I can relate. I was studying the enterprise level MS SQL Server stuff. I
noticed exactly what you described. I decided maybe I'll just do other stuff
and wait for things to develop more. I'm very excited about the way Cassandra
addresses things. Streaming and compaction - very good. I'm glad. Items
related to usability are not optional though.
>> I ask the Committee to compile a list of all such items, make a plan, and
>> commit to including the completed and tested code as part of major release
>> 5.0. I further ask that release 4.0 not be delayed and then there be an
>> unusually short skip to version 5.0.
>The committers are working their ass off on all sorts of hard problems. Some
>of those are probably even related to Cassandra. If you have idea, open a
>JIRA. If you have time, send a patch. Or review a patch.
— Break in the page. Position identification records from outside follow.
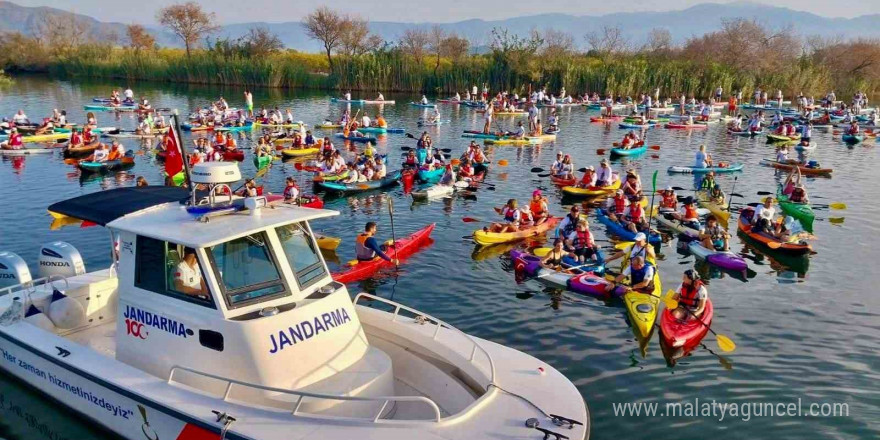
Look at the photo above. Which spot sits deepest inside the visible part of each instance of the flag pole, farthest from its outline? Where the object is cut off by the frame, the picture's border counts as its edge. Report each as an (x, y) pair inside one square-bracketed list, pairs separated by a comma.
[(182, 150)]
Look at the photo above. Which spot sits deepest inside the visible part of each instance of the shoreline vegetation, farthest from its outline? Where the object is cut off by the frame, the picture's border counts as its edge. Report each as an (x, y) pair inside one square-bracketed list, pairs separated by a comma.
[(741, 55)]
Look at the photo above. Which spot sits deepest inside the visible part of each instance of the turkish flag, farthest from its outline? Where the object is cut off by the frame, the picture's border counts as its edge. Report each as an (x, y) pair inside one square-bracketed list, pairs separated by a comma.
[(173, 156)]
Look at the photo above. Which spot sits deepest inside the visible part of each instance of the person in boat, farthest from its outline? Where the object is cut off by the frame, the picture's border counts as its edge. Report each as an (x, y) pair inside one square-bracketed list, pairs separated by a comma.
[(634, 217), (688, 215), (367, 248), (764, 216), (708, 183), (605, 175), (15, 141), (117, 151), (512, 216), (101, 154), (632, 188), (713, 236), (589, 178), (538, 207), (188, 277), (702, 158), (553, 259), (691, 296), (580, 242)]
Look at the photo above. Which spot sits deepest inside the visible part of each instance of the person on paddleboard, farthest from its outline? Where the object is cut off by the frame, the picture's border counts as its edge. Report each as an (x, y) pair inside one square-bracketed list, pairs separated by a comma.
[(367, 248), (691, 296)]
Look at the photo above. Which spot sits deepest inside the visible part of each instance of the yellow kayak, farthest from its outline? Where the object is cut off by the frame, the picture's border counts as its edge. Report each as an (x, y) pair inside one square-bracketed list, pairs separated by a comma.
[(487, 238), (642, 307), (45, 137), (290, 152), (327, 243), (719, 210), (512, 141), (591, 192)]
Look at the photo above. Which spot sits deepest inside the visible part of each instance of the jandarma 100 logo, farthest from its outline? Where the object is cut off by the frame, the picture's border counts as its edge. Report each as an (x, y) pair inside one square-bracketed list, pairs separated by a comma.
[(138, 321)]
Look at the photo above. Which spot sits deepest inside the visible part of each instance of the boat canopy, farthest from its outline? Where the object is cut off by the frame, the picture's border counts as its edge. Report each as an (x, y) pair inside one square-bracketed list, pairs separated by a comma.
[(105, 206)]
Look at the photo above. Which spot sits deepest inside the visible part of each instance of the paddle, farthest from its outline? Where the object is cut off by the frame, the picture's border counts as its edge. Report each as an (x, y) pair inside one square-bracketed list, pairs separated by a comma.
[(724, 343)]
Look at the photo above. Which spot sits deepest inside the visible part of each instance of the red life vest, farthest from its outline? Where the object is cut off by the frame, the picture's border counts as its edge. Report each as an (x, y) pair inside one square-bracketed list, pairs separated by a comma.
[(690, 294), (619, 204)]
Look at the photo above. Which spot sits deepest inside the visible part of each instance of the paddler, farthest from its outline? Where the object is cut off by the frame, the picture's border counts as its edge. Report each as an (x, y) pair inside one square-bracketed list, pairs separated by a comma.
[(713, 236), (639, 248), (580, 242), (538, 207), (605, 175), (367, 248), (553, 259), (691, 296), (511, 215)]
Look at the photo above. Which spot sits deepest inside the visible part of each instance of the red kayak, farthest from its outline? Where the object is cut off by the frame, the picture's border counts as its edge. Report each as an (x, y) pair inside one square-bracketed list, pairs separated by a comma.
[(559, 181), (401, 249), (685, 334), (234, 155)]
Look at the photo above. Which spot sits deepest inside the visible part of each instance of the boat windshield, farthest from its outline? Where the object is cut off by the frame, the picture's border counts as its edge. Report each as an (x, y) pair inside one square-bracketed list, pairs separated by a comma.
[(301, 252), (247, 270)]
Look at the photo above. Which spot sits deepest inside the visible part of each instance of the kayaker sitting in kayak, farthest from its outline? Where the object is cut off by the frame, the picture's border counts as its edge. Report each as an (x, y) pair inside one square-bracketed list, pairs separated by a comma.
[(589, 178), (511, 215), (633, 217), (640, 274), (580, 242), (553, 259), (605, 174), (691, 295), (366, 247), (713, 236), (538, 207)]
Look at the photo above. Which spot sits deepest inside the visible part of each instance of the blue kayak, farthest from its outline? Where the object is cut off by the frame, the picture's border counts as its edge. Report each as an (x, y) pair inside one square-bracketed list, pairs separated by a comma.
[(388, 180), (431, 176), (356, 138), (629, 152), (620, 231)]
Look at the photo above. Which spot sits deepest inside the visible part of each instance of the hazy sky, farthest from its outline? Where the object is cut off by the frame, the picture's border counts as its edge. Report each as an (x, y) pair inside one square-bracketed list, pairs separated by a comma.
[(238, 11)]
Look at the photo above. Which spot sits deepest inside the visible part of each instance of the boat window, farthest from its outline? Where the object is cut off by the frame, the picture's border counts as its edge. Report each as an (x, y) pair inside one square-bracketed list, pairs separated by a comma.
[(170, 269), (302, 254), (247, 270)]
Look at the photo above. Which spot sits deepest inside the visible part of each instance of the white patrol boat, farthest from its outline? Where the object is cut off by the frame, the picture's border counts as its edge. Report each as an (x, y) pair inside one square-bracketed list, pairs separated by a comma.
[(219, 319)]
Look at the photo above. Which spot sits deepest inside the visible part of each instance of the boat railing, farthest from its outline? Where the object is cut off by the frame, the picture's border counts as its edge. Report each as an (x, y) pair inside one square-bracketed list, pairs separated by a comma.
[(301, 395), (475, 347), (29, 287)]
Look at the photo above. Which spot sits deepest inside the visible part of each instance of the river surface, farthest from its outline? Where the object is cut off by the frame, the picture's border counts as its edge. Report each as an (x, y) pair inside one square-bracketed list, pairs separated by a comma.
[(807, 329)]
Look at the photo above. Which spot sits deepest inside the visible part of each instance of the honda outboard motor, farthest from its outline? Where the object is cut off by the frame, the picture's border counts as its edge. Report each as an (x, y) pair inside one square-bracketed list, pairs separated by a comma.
[(13, 270), (60, 258)]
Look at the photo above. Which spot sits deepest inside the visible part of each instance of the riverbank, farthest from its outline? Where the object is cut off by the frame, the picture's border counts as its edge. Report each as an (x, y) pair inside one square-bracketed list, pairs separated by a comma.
[(393, 71)]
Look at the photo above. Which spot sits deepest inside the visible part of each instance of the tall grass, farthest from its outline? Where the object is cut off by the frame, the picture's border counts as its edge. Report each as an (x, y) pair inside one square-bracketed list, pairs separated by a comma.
[(394, 71)]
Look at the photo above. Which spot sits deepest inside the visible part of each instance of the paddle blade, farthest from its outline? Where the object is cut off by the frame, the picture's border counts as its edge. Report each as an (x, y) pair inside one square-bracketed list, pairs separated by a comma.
[(669, 301), (725, 343), (541, 252)]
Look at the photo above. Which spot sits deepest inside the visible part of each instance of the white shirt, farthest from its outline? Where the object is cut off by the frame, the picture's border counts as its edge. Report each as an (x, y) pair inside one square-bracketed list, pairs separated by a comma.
[(188, 276)]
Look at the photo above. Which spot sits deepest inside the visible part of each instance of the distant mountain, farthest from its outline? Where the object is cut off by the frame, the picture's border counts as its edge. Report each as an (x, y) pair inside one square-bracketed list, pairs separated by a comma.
[(683, 24)]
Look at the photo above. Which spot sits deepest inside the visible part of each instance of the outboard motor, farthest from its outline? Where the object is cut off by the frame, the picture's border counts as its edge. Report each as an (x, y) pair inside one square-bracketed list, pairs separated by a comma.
[(13, 270), (60, 258)]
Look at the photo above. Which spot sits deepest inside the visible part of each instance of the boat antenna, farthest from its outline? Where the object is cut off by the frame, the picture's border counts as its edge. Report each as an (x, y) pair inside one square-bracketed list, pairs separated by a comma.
[(182, 150)]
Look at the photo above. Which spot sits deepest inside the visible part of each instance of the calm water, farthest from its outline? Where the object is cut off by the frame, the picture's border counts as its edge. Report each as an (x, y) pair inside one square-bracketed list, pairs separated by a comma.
[(805, 328)]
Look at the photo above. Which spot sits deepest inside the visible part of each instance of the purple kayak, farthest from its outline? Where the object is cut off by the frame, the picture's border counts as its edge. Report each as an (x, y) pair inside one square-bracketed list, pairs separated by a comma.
[(723, 259), (586, 283)]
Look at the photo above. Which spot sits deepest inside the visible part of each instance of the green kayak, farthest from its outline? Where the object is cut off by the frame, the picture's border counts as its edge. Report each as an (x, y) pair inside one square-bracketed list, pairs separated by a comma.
[(262, 161), (800, 211)]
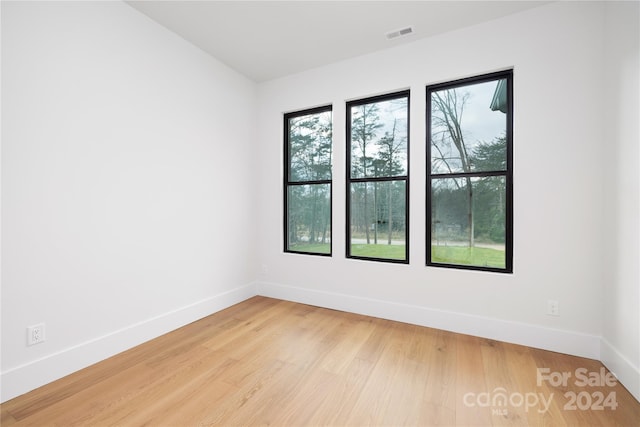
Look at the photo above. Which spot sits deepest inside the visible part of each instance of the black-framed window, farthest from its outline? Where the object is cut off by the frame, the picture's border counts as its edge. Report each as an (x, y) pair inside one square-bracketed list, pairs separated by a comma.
[(378, 178), (307, 181), (469, 173)]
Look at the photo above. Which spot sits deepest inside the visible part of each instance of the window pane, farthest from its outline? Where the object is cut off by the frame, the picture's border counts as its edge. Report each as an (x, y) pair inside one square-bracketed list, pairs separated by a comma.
[(378, 214), (310, 147), (468, 224), (468, 128), (309, 218), (379, 134)]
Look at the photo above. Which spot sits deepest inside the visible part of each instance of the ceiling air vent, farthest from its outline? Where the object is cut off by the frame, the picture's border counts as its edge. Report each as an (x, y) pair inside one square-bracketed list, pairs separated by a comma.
[(399, 33)]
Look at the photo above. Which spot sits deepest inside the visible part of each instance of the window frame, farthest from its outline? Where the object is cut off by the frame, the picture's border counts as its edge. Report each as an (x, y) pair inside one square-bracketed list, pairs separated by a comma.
[(508, 173), (289, 183), (349, 180)]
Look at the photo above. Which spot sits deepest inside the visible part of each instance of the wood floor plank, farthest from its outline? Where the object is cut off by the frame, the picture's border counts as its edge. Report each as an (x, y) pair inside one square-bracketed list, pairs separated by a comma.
[(272, 362)]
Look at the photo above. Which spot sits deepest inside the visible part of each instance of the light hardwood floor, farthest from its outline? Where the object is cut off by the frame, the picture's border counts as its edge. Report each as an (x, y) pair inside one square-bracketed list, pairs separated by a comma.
[(272, 362)]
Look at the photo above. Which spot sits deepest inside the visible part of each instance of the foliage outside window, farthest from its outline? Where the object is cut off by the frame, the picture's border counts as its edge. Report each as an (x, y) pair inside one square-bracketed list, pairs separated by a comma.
[(469, 181), (307, 187), (377, 178)]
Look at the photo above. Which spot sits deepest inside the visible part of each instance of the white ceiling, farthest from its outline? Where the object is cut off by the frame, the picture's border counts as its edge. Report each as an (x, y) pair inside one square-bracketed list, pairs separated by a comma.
[(269, 39)]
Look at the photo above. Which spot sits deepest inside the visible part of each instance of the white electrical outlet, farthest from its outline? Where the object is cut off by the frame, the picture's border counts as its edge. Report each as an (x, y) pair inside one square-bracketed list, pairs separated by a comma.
[(553, 308), (35, 334)]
But don’t expect a
>bunch of people to set down work on optimizing the database to work on
>packaging and installation, because there’s no ROI in it for 99% of the
>existing committers: we’re working on the database to solve problems, and
>installation isn’t one of those problems.
I'm sure they are working very hard on all kinds of hard problems. I actually
wrote "Committee", not "committers". There is an obvious shortage of
contributors when you consider the size of the organizations using Cassandra.
That leave the burden on an unfair few. Installation or more generally I would
say usability is not that big a problem for the big companies out there. Good
Ask a new organization or a modest size organization that is struggling to
manage their Cassandra cluster that usability is not a big problem. It truly is
a big problem for many stakeholders of Cassandra. It needs to be given a bigger
priority. Hopefully others will weigh in.